Gemischte Gefühle
Von Holger Römers
Als am Sonntag die 88. Tour de Suisse begann, ging das 77. Critérium du Dauphiné gerade zu Ende. Dessen Teilnehmerliste führte eindrucksvoll vor Augen, wie sich zwischen diesen einwöchigen Veranstaltungen, die traditionell der Vorbereitung auf die Tour de France dienen, die Gewichte verschoben haben: Alle Podiumsplazierten der letzten Frankreich-Rundfahrt waren in der Dauphiné vertreten.
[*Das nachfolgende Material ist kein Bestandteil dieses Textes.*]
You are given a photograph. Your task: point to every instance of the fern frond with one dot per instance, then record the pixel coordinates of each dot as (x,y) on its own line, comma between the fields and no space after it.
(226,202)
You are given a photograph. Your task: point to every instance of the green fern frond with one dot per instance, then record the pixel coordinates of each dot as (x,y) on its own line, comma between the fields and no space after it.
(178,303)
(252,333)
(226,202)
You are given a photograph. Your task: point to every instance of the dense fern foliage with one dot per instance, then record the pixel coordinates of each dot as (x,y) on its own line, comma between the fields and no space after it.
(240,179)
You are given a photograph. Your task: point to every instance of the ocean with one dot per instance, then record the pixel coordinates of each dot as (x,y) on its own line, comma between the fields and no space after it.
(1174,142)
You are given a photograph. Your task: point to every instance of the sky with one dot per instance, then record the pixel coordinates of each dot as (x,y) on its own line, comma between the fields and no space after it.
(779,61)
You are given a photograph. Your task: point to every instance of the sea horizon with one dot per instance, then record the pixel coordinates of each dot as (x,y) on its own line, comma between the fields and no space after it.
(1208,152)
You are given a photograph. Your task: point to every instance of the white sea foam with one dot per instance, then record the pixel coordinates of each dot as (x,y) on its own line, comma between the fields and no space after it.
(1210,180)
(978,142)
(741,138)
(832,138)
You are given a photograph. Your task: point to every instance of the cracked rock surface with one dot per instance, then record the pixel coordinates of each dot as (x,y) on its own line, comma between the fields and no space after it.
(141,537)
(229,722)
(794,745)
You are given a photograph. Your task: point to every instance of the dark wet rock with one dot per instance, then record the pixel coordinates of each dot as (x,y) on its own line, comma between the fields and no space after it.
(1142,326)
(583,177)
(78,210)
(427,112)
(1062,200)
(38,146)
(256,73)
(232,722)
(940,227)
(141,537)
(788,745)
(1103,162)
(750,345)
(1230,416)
Nun dürften Tadej Pogačar (UAE Team Emirates – XRG), Jonas Vingegaard (Team Visma – Lease a Bike) und Remco Evenepoel (Soudal Quick-Step) mit gemischten Gefühlen auf die vergangene Woche zurückblicken, auch wenn beim Toursieger von 2024, 2021 und 2020 die Bilanz nur einen Schönheitsfehler ausweist. Pogačar siegte bei zwei Bergankünften und hätte wohl auch am abschließenden Sonntag den 21jährigen französischen Ausreißer Lenny Martinez (Bahrain – Victorious) um den Etappensieg bringen können – wenn er es denn unbedingt gewollt hätte. Allerdings war dem 26jährigen Slowenen der Gesamtsieg auf den letzten steilen Kilometern bereits sicher, weshalb er auf einen vierten Tageserfolg verzichten mochte. Den ersten hatte er beim Auftaktverbucht, als Jonathan Milan (Lidl – Trek) für einen Sprintsieg prädestiniert schien. Der 24jährige Italiener musste sich schließlich mit dem Sieg am Folgetag begnügen, da eine weitere Sprintankunft überraschend vom ein Jahr älteren Briten Jake Stewart (Israel – Premier Tech) gewonnen wurde.
Dass der Massensprint auf der ersten Etappe ausblieb, hatte indes Vingegaard erzwungen, indem er am letzten Hügel vorm Ziel so intensiv beschleunigte, dass kaum jemand folgen konnte. Dass der 28jährige Däne sich dann im Sprint einer hochkarätigen Gruppe nur knapp seiner Nemesis geschlagen geben musste, unterstrich seine gesteigerte Explosivität, die er in den Bergen freilich nicht so lange aufrechterhalten konnte wie sein Hauptkonkurrent. Zuversichtlich dürfte den Toursieger von 2023 und 2022 jedoch stimmen, dass er als Zweiter des Zeitfahrens Pogačar auf nur 17 Kilometern um fast eine halbe Minute distanzierte.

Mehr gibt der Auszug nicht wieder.